We have a NetApp FAS2020 as our SAN.
We are in the process of deploying our Hyper-V 3 node cluster. We've been umming an ahhing over what to do re the physical switches. At present we have 3x 48 port gig switches stacked together (using the backplane, not RJ45 interconnects) for our entire LAN (servers, pcs, printers etc). We have got 2 dedicated 24 port gig switches solely for SAN traffic to keep that seperate (Hyper-V nodes to SAN). Each node also has 2x dedicated gig NICs for this purpose.
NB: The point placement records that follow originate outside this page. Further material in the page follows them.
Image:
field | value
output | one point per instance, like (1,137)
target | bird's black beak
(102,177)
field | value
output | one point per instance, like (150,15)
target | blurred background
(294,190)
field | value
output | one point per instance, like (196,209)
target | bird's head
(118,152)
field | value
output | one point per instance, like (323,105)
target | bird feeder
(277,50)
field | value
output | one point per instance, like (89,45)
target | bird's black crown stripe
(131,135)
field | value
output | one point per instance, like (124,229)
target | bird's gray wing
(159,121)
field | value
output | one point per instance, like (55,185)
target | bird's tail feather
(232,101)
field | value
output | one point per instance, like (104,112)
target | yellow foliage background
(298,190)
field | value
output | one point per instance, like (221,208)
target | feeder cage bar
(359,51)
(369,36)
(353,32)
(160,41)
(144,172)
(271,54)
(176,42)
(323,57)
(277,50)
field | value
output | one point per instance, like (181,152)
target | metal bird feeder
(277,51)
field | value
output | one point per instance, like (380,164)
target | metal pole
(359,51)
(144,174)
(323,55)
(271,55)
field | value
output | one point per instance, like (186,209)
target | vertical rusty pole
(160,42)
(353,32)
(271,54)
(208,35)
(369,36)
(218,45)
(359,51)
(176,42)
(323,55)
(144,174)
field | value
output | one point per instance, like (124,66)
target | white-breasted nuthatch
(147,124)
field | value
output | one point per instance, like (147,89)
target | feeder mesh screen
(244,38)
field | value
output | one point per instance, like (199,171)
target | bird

However, we are not sure how to deploy the 2 dedicated switches for SAN; do we keep them entirely seperate from the other 3 switches and not stack them, or do we add them to the stack. The former has the disadvantage that the SAN won't be manageable from client PCs (only the Hyper-V nodes) and it won't be able to communicate with the internet (for auto support functions). The latter gives us these benefits but then may introduce performance problems as the traffic could bleed to the other switches.
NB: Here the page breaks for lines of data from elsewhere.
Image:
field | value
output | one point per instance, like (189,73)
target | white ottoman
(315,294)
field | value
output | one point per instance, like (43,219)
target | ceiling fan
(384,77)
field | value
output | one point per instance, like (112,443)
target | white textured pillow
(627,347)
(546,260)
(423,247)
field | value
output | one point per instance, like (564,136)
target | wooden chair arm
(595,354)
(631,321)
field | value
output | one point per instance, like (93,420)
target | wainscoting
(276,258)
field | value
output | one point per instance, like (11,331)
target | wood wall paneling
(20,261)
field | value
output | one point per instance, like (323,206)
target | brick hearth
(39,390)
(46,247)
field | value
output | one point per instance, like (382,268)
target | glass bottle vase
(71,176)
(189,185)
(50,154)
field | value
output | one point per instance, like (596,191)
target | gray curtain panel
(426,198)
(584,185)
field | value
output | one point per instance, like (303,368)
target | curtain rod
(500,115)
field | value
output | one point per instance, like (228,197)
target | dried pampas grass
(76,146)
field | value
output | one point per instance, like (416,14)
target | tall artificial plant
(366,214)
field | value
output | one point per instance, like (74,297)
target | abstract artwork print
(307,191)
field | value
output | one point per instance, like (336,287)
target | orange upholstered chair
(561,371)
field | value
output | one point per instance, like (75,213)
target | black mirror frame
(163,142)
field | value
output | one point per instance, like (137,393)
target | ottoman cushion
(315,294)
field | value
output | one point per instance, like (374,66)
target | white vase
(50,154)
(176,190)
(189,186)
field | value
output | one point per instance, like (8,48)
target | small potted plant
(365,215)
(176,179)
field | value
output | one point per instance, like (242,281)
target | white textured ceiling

Are there any recommendations as to this sort of deployment headache!
3 REPLIES 3
Which protocol are you going to use, iSCSI, NFS?
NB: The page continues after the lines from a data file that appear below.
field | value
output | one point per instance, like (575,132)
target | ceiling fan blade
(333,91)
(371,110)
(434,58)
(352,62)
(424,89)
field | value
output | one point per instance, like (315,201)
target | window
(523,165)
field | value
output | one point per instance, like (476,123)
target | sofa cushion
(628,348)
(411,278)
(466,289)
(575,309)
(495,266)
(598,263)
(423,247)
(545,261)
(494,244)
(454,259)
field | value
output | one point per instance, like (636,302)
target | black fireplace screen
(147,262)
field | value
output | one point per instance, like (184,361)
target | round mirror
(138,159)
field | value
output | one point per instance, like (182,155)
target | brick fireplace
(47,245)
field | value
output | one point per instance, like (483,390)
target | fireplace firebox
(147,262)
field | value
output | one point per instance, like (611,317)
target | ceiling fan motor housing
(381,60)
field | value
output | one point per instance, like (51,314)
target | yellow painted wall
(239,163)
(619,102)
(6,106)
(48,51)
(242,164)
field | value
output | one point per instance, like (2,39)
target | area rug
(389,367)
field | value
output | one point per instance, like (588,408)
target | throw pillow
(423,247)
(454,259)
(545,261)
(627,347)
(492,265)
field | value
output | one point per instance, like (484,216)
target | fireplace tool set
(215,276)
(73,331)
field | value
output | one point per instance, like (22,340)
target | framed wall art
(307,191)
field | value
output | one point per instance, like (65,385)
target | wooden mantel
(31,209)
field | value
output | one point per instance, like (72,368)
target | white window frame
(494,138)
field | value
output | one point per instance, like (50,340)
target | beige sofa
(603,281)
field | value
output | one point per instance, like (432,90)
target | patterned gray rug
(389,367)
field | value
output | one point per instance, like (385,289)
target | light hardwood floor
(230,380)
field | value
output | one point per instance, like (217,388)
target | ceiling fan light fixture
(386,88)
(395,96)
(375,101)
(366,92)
Can you stacj these 2 24 port switches, what model are they?
Take a look at Cisoc 2960S 24 port stackable, i just got 2 for exactly the same setup, except for vSphere, they support cross-switch etherchannel and have "out of band" management port which will enable you to plug it into your LAN stack for management.
These will be solely for iSCSI traffic.
They are Netgear GS724TS switches. Yes they can be stacked but is there any benefit in doing so compared to having them completely seperate with regards to MPIO purposes?